Thursday, March 17, 2011

self-hosted distribution

I've finally put together a 'real' self-hosted distribution.

The tarball is a little bigger - even though I removed all the python code.  The reason is that I have to distribute a pre-compiled version of self/compile.c so that the compiler can be bootstrapped.

Enjoy, and feedback appreciated.

Here's the text of the README:

This is the initial release of the self-hosted compiler.

It's still in a very unpolished state, but you can use it to bootstrap itself.

Just run the script "util/bootstrap.py":

$ python util/bootstrap.py

Which does the following:
1) run gcc on the distributed version of self/compile.c
2) this binary will be used to recompile the compiler.
3) that binary will recompile the compiler again.
4) the output from steps 2 and 3 are compared, they should be identical.

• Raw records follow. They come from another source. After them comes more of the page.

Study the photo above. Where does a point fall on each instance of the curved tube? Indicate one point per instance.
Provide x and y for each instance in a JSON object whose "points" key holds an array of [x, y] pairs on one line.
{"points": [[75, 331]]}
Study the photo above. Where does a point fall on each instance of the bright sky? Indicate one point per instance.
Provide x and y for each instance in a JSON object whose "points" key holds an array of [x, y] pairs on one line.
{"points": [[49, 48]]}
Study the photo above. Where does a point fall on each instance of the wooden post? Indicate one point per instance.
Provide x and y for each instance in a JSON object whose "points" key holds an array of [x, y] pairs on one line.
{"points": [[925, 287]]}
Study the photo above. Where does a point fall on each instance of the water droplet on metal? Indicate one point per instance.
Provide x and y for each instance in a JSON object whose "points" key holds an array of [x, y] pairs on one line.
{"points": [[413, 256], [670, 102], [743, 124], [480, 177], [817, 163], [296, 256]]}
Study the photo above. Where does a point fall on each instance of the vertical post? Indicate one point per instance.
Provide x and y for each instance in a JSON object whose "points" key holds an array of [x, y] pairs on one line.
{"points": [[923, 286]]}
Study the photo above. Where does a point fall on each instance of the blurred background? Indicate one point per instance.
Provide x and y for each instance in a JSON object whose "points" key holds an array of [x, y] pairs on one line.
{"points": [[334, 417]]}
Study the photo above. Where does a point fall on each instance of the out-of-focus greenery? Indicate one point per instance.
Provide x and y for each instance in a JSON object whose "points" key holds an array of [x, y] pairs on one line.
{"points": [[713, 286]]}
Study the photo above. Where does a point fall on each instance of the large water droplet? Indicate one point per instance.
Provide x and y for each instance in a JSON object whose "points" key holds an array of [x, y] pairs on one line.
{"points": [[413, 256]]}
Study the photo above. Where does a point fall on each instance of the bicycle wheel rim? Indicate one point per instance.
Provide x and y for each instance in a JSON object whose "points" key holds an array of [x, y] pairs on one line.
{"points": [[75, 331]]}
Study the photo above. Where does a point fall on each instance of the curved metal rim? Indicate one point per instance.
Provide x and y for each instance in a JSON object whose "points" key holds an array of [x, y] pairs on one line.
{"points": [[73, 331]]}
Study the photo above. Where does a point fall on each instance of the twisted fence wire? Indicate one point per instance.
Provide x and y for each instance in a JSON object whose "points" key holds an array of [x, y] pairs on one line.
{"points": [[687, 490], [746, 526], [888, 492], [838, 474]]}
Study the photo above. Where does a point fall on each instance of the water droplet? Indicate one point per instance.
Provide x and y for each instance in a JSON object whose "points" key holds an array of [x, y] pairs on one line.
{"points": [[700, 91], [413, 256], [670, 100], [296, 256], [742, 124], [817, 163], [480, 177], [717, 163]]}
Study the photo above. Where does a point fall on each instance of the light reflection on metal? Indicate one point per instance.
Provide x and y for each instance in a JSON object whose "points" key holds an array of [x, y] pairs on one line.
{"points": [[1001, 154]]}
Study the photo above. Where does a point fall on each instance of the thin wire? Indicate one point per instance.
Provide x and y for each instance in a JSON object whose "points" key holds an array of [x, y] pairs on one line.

If you're happy with the resulting compiler, you can compile an optimized
version of self/compile.c, but be warned - you'll need a lot of memory and
a lot of time.

I am using dragonegg for optimized builds, and that seems to take about a GB
of memory, and 18 minutes to build.  It's important to use '-O2', not '-O',
because '-O' takes 53GB of memory and hours to compile.

Very little documentation exists yet, try 'lang.html' for a brief tutorial.
The best way to get familiar with the language is to read the source code in
the 'self' directory, and browse over the files in "tests".